If I want to go really really cross language, I normally would suggest JSON, as the ease of javascript support and an abundance of libraries, as well as being human readable and modifiable (I prefer it to XML as I find it smaller in terms of chars, faster, and more readable). It's not the most efficient in terms of space, however, and a more machine readable format like protocol buffers or thrift would have advantages there (thrift can be made from an IDL, but it is also made for encoding services, so it could be heavier than you want).
You need ASN.1! (Some people refer to this as binary XML.) ASN.1 is very compact and thus ideal to transfer data between two systems. And for those who don't think this is ever used: several Internet protocols are based upon the ASN.1 model for data serialization!
Unfortunately, there aren't many libraries available for Java or C++ that will support ASN.1. I had to work with it several years ago and just couldn't find a good, free or inexpensive tool to allow support for ASN.1 in C++. At Objective Systems they are selling ASN.1/XML solutions but it's extremely expensive. (The ASN.1 compiler for C++ and Java, that is!) It costs you an arm and a leg at least! (But then you will have a tool that you can use with only one hand...)
I'd suggest saving the data with SQLite database. The structs can be stored as database rows in SQLite tables.
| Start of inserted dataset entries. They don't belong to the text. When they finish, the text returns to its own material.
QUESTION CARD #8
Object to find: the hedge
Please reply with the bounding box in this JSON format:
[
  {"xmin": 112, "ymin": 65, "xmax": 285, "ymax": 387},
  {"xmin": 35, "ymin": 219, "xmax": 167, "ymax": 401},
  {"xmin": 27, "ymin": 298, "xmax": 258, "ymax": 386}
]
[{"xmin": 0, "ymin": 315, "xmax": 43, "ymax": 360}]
The resulting database file is binary compatible across many different platforms and can be stored as a BLOB in your main database. I believe the file size is comparable to compressed XML file with the same data, but memory usage during processing will be significantly less than XML DOM.
Why haven't you chosen XML, as this perfectly suits your demand. Both C++ and Java allow for an easy implementation.
Furthermore, I doubt your idea of storing everything as a blob in the database, use a relational database what a database has been designed for, or switch to some object oriented database like http://www.versant.com/en_US/products/objectdatabase which supports both Java and C++.
There is also Avro. Look this question for comparison of Apache thrift, protocol buffers, mes and so on.